Chives cannot be dried successfully at home; the commercial dried chives are freeze dried. For winter use they can be chopped and frozen in ice cube containers. Alternatively, the vinegar made from the flower heads will provide the flavor in dressings or marinades.

In spring after the chives have flowered, there is another purple, strongly aromatic herb which is one of my favorites for low edging or rocky places. This is catmint (Nepeta mussini or N. faassenii) a close relative of its larger and not as attractive wild herb catnip (Nepeta cataria). The Nepeta mussini, although loved by cats, is not used as a herb except for its ornamental value in the herb garden where it will make lovely mats of velvety grey foliage, looking fresh all summer if clipped after flowering.

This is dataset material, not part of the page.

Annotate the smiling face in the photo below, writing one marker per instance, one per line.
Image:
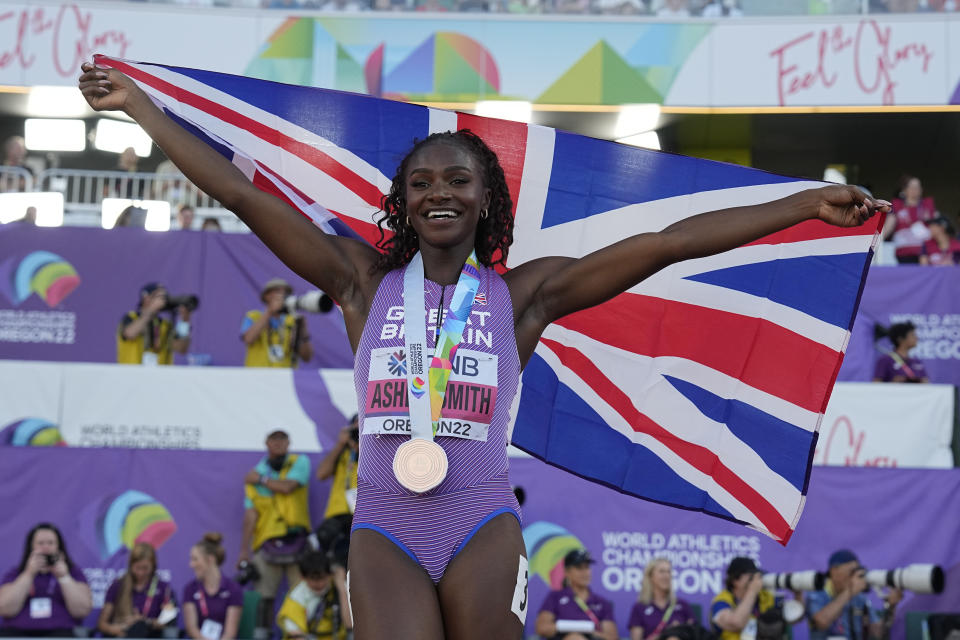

Catnip, on the other hand, is a much taller plant and is harvested especially for catnip mice or for stuffing scratching posts for the family cat. Also, it is an old herbal remedy when made into a soothing tea which relieves pain and tension. Catmint is easy to grow and on limestone soils will re-seed itself and become a weed, especially if there are no cats to roll on it. It should be harvested or cut down or pulled before flowering to prevent an invasion of your garden.

Calendula or Pot Marigold (Calendula officinalis) is one of the happiest herbs. Its bright orange color is always cheerful and the flower opens with the sun and then closes at sunset or on cloudy days. The Romans observed that in Italy the plant was in flower almost every calendar month and from this came its botanical Latin name Calendula. Officinalis always means that it has official medical qualities and in the case of calendula these are beneficial effects on the arteries and veins – so much so that Arabs used to feed them to their ponies to help increase their speed.

It is the petals of the flowers which are medicinally the strongest part of the plant and these are easily collected and can be used fresh or dried in teas, salads or soups. It is best to pull them off the green receptacle at the top of the flowering stem as this can taste bitter and even cause some irritation. The flowers are also used in salves and complexion creams. Such a salve was in general use for healing wounds in both the American Civil War and the First World War and now the complexion creams may even help to smooth out the wrinkles acquired from age or exposure to the sun and wind.

Calendula is easy to grow and there is a great choice of different hybrids in colors, ranging from peach to a deep orange all with fully double heads. Seeds sown outside in the spring will start flowering in late July or August and will probably still be in sporadic flower in November. It self seeds freely but the flowers from the seedlings will be mostly single orange daisies rather than the full double of the hybrid parents. I have been happy to find that it will grow in my garden in part shade. This is probably because it really does not like hot dry weather, which makes the plant prone to infestation by aphids.

Rachel McLeod founded Kiln Farm Herb Garden in Puslinch, Ontario in 1974.